For now, the Centers for Medicare & Medicaid Services (CMS) has asked the NIA to provide guidance on which test should be used to screen for cognitive impairment during the annual wellness visit. “It should be evidence based, appropriate for the Medicare population and providers, brief and easy to use, and cost is a consideration as well,” said NIA’s Molly Wagster, speaking at the AFA-ADDF meeting with her colleague Nina Silverberg. NIA so far has identified 12 tests that are free of cost and take less than five minutes to administer. These include the AD8, Mini-Cog, and MIS, among others. However, “there is no consensus as to which tests are the best or what to recommend to a primary care physician,” said NIA’s Creighton (Tony) Phelps, who did not attend the conference in New York City. NIA has already held several meetings with representatives from other federal agencies and dementia experts, and is continuing to collect input.

Even once a test, or group of tests, is officially anointed for screening, “dementia screening is going to be challenging to do,” said Morris. Busy primary care physicians have to find time to screen for dementia among the many other health conditions that typically afflict older patients; moreover, they may not have time or resources to conduct the follow-up evaluation on a positive screen, or to find dementia-specific care for a patient. Low reimbursement rates only compound these difficulties.

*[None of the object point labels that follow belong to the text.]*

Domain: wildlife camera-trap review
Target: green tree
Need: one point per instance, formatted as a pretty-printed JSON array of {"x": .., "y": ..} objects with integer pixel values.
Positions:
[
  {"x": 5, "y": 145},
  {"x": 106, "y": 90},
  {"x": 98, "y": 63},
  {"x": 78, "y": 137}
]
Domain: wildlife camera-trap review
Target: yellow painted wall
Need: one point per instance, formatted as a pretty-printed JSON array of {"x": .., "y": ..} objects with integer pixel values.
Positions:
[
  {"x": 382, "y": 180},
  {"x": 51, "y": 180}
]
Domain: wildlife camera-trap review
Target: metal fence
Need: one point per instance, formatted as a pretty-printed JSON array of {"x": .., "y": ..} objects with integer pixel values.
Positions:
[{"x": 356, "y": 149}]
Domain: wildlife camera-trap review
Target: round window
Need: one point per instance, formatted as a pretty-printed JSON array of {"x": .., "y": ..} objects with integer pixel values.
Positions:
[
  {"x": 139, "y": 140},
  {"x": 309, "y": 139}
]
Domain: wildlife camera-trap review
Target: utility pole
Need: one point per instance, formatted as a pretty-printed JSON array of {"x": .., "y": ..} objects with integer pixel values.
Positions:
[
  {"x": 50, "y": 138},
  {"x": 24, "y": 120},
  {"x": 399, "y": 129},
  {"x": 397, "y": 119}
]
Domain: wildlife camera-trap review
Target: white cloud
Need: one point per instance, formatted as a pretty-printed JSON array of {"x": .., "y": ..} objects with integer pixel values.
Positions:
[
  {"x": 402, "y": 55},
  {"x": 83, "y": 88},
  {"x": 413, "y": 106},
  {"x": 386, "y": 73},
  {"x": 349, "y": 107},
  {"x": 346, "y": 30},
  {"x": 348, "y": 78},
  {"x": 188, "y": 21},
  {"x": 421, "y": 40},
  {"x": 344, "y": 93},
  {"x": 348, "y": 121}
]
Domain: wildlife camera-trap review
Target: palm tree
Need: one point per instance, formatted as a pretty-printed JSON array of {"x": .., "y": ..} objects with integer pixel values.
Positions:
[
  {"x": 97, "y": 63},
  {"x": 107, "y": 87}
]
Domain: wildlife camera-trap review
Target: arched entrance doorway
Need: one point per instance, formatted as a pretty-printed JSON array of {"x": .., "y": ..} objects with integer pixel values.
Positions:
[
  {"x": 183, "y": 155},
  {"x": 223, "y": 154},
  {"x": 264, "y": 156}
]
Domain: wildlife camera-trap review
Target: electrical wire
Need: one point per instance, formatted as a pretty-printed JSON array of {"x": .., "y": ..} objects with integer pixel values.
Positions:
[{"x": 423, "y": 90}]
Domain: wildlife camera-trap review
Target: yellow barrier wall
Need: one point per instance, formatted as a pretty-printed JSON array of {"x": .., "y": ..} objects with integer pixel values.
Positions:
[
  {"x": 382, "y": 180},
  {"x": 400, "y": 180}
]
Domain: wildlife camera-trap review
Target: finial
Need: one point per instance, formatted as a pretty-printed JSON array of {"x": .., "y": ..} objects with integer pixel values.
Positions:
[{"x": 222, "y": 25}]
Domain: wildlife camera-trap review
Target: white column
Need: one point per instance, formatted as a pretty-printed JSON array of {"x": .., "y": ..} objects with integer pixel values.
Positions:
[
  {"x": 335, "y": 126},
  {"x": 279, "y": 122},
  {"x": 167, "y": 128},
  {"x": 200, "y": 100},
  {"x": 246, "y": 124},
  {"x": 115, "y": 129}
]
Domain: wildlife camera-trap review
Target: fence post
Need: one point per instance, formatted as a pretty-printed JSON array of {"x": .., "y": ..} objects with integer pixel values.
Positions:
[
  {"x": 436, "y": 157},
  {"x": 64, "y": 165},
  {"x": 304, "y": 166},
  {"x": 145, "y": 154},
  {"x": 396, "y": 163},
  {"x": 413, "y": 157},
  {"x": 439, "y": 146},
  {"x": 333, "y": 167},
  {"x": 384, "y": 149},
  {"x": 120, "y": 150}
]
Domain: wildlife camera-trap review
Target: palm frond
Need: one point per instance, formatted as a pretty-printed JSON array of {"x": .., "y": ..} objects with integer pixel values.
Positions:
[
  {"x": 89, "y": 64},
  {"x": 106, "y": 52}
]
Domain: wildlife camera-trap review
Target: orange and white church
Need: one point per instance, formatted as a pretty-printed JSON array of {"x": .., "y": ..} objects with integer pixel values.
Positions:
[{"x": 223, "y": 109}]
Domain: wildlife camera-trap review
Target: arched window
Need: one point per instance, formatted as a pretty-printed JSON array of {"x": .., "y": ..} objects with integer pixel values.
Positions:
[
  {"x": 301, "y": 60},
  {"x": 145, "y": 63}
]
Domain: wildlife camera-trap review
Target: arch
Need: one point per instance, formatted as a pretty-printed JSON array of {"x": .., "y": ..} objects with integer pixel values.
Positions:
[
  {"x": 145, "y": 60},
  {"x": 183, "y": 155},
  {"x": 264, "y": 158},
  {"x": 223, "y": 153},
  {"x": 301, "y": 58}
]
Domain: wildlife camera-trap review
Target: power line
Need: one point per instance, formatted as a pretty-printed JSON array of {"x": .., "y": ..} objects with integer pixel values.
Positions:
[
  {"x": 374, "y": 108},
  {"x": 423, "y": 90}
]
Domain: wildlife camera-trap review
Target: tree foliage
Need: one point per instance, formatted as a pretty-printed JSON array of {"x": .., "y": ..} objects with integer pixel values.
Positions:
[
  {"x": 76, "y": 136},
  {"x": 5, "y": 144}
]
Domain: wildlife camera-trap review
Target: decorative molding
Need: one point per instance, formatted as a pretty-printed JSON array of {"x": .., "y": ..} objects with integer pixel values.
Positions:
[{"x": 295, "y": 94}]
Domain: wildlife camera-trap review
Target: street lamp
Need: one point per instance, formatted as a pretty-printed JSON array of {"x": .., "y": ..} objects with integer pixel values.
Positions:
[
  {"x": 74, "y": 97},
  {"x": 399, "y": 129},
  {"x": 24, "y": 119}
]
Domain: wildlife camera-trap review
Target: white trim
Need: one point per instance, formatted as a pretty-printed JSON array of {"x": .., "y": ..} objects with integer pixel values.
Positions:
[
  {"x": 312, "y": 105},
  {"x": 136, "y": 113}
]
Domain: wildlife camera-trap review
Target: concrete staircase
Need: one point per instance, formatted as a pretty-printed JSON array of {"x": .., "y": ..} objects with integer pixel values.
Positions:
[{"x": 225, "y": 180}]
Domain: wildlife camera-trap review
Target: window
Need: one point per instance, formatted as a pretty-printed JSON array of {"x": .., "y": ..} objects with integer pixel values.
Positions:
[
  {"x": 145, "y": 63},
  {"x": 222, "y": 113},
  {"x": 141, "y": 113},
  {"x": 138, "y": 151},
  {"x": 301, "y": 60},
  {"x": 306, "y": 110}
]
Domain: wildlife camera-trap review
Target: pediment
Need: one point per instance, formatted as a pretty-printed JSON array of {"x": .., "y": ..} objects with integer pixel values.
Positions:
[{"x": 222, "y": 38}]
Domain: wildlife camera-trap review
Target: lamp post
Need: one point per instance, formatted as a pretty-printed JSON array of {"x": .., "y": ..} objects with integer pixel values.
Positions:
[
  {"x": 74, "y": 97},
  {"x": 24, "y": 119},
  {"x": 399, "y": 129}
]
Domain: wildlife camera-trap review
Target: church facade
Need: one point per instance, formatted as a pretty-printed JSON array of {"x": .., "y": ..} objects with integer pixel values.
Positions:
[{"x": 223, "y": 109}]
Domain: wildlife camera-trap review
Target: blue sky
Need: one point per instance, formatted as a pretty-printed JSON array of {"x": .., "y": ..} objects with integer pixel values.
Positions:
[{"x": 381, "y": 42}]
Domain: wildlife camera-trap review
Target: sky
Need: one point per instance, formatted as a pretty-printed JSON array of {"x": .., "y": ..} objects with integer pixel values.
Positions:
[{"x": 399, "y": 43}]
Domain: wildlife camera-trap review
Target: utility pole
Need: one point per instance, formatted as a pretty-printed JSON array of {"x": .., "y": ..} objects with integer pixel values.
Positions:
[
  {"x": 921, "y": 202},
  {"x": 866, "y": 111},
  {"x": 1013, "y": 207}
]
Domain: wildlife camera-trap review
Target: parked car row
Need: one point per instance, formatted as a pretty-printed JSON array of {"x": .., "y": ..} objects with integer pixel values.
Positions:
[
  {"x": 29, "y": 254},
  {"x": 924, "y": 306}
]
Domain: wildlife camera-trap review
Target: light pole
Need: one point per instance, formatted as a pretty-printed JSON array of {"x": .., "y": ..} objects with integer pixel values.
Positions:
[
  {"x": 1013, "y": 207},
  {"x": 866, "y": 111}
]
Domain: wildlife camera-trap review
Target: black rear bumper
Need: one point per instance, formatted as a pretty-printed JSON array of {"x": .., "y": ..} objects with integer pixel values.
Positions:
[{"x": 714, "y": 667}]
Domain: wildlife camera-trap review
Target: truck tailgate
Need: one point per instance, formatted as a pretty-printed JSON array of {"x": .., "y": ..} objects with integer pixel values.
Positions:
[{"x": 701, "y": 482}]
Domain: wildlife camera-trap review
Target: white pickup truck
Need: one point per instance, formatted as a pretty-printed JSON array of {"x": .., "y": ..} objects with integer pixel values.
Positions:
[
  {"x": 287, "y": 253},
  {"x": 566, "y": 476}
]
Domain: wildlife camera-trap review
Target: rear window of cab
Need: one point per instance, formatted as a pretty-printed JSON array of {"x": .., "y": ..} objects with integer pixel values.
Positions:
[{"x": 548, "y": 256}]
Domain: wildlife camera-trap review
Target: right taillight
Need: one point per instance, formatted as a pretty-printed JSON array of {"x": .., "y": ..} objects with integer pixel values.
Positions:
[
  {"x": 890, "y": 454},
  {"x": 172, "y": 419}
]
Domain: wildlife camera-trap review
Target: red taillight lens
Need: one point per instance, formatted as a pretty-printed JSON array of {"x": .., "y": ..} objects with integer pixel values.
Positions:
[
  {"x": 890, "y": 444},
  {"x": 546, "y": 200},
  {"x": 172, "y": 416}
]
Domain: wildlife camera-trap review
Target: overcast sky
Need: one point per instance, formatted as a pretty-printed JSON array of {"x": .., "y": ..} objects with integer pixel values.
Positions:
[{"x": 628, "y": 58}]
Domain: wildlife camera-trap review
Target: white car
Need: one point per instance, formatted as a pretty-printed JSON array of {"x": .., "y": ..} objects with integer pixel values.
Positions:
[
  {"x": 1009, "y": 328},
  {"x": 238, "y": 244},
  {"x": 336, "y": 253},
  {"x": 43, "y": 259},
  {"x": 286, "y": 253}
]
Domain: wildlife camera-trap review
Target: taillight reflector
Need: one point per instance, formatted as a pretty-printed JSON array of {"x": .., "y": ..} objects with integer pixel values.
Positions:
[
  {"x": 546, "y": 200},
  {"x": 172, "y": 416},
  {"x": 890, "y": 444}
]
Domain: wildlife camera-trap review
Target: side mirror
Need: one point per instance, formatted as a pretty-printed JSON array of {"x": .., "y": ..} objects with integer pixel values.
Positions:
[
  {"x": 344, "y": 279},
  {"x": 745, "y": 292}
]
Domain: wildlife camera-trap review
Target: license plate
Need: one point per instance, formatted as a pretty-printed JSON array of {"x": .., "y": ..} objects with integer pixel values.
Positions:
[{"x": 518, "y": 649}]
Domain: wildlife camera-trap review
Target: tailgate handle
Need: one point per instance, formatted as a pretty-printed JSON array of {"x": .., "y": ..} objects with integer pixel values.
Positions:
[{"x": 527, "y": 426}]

AFA-ADDF meeting participants will continue discussions by phone over the next several weeks with the goal of hammering out a set of recommendations that address some of these challenges. If the task may seem daunting, there is no lack of enthusiasm. “The policy changes that have occurred in Medicare, the field’s interest in the earliest stages of disease as indicated by the new diagnostic guidelines, and the greater focus on prevention are all very exciting and energizing,” Frank told ARF.—Laura Bonetta.

This is Part 1 of a two-part series. See also Part 2.

 
Comments on News and Primary Papers
  Comment by:  Dorota Religa
Submitted 16 December 2011  |  Permalink Posted 16 December 2011

I wonder how it is possible that "the physician running the practice saw some 17,000 patients a year." It means around 80 patients per working day?

In Sweden, the number is much lower. A family physician has about 2,500 patients listed to him or her.